Social angst


I wince under the irony of the fact that I consider most people so vapid that I can scarcely tolerate them, yet I want them to enjoy their time with me. Most of my social interactions result in a net loss, for not only do I not enjoy my companions; I rarely learn from them; I don’t feel bolstered by my part in the interaction; I don’t believe my companions enjoyed my part in our interaction; and I even feel a loss of self-respect due to my failure to socialize in a mutually gratifying way. My need for society is analogous to my need for religion in that both are unabating and unrequited.

Somewhat in my defense, I have observed that if you record a conversation—or a speech, lecture, or sermon—and play it before an audience—no one but your family will voluntarily watch it. The situation is almost as bad if the conversation, speech, etc. is heard directly, but the act of recording it removes the listener from any semblance of a give and take relationship, causing the emptiness of content to become obvious. I suspect therefore that most people truly are as boring as I perceive them, and that any interest they appear to possess must be attributed to their relationship to their listeners.

As a boy in church, I was called upon from time to time to address the congregation. I was stricken by how bored and distracted my audience looked until I observed that the audience looked the same no matter who was speaking, and I concluded from this that I might indeed be boring, but at least I was no more boring than anyone else. It is still true that I don’t long to excel as a speaker or a conversationalist (such goals overtaxing my credulity), but only to equal some imaginary average. Even this I cannot do except on those occasions when I am drawn to someone for information (as when I am talking with a botanist or geologist), or when a person is gifted at drawing me out and affirming the worth of what I offer. I realize that the approval of people in the latter category can not usually be taken personally, because their interest extends to everyone. Like Will Rogers, they would say they never met a man they didn’t like (a claim that would hardly have astounded me more had the speaker been a woman who said she never met a man she didn’t sleep with).

I went to a funeral after I wrote the above, and I reflected upon what I had written as I interacted. Since I possess so little hope of either pleasing or being pleased by others, the best I could think to do was to be kind and to at least appear interested (as opposed to talking about myself, as is my habit). I have heard it said that we eventually become that which we pretend to be, but I have not found it so. Maybe the reason is that I am not kind enough, kindness being a haphazard endeavor for me. It is a virtue that my native empathy, combined with my considerable intuition, enables me to excel at when I think of it and resolve to do it, but these prerequisites are often lacking. It could also be argued that I expect too much of others—and of myself—and this might be true, but it can only lead to a resignation akin to that of putting up with an old dog that can’t help but piss on the carpet.

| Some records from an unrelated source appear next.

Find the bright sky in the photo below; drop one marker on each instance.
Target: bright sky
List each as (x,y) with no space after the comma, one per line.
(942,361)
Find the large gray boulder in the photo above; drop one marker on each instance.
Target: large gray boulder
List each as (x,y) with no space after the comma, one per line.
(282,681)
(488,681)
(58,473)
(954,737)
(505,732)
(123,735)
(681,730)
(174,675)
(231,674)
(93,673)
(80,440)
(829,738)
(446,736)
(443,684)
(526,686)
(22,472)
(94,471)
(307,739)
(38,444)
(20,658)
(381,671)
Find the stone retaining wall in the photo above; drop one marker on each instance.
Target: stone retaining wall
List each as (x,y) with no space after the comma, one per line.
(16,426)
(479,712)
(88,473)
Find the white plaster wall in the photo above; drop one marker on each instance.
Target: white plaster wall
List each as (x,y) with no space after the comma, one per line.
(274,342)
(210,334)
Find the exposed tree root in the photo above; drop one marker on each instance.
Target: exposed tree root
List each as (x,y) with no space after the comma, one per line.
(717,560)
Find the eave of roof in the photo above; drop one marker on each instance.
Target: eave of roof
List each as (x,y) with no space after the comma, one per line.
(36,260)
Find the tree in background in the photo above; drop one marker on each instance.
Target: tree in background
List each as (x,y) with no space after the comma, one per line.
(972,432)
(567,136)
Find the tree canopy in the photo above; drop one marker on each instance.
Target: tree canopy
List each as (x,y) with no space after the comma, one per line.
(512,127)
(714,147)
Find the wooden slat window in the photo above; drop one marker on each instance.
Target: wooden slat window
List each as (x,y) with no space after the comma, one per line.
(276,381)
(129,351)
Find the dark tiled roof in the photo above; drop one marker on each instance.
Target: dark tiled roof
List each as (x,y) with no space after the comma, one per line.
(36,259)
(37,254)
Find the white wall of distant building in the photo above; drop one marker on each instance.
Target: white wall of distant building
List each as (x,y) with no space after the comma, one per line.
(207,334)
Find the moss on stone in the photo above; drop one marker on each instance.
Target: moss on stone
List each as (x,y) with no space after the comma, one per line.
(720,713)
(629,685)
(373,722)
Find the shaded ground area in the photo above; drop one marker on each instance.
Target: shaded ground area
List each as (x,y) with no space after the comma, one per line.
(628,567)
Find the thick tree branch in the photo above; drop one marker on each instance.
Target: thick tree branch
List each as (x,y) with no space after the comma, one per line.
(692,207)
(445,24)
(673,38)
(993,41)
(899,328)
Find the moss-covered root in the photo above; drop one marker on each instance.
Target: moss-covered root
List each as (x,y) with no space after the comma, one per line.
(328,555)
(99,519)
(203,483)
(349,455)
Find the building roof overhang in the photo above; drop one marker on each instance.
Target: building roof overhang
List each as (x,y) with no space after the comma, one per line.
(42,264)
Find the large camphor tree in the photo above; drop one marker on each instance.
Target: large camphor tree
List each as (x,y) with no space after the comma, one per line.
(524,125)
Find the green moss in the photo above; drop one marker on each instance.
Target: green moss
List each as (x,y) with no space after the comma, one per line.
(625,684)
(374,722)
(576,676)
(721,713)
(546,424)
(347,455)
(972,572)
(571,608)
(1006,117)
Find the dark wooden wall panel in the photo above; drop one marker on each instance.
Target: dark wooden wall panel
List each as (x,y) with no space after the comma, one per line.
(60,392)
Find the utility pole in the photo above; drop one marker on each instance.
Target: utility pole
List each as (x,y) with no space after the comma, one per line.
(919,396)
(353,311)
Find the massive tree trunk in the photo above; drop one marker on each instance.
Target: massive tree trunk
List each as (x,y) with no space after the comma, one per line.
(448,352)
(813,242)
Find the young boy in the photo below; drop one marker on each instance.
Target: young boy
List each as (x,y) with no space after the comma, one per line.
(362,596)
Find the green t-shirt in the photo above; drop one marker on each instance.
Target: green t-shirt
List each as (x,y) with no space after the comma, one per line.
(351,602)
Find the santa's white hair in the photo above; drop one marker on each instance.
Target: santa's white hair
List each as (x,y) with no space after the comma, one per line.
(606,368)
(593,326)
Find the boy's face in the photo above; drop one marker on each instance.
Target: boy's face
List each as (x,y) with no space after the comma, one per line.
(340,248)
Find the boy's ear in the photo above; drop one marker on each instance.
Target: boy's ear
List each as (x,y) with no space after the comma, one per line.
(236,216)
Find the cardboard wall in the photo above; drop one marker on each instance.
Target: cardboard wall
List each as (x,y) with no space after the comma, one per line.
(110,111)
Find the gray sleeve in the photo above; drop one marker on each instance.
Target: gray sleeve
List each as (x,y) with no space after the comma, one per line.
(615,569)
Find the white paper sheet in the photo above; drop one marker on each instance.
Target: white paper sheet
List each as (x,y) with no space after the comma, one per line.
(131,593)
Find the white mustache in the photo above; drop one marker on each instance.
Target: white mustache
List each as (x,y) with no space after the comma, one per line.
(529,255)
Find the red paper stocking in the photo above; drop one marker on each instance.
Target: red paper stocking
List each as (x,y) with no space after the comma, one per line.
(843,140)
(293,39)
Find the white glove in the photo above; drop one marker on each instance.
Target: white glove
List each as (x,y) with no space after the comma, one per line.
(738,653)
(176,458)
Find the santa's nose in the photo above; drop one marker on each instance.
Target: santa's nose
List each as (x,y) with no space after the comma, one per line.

One of the reasons I prefer to write rather than to converse is that talking is so nearly effortless that too much is said, whereas writing takes time and dedication, and thereby encourages depth and conciseness. It also eliminates distractions and allows me to proceed at a slower pace. If my speech were as personal and profound as my writing, people would consider me peculiar and not know how to respond; but if my writing were as shallow and desultory as my speech, I could fill pages without saying anything of interest.

2 comments:

Unknown said...

I too feel out of sorts in gatherings, conversations and placement about people. I feel like sometimes that the gatherings are lame as they are to a pease someone else's worth, value, and self esteem.
LOL I take meds for social anxiety and depression. Which is hereditary and fully explains alot of family members.
I find your writings artful and insightful. Like a piece of painted art found a junk sale...lone but prescious.

Smiles,
Sonia ;) (trying to better my writing skills)

Snowbrush said...

Why Sonia, here you are in the musty old shelves in back where no one ever ventures--except for myself from time to time (I never stop editing).

I would say that depression afflicted both of my parents, although it looked more like chronic anger in my father. He also might have been the most shy person I have known. Of course, no one is shy all the time, and he wasn't shy at home or with people he knew well, but in other settings he would be too bound up to function, even to speak. I put that aside in my own life, and can truthfully say that I rarely feel any more shy now than what is probably average. I do have my moments of regression though when I am very glad I do not hold position that requires daily public appearances.

My mother was not at all shy and even enjoyed being the center of attention, but she too was depressed, felt that she had married beneath her, was sure her children would never "amount to anything," cried often and generally saw herself as one of life's hapless victims.

"I find your writings artful and insightful. Like a piece of painted art found a junk sale...lone but precious."

You have paid me the best compliment that I have ever received, because you see my writing as I strive to make it. I am most touched. Thank you.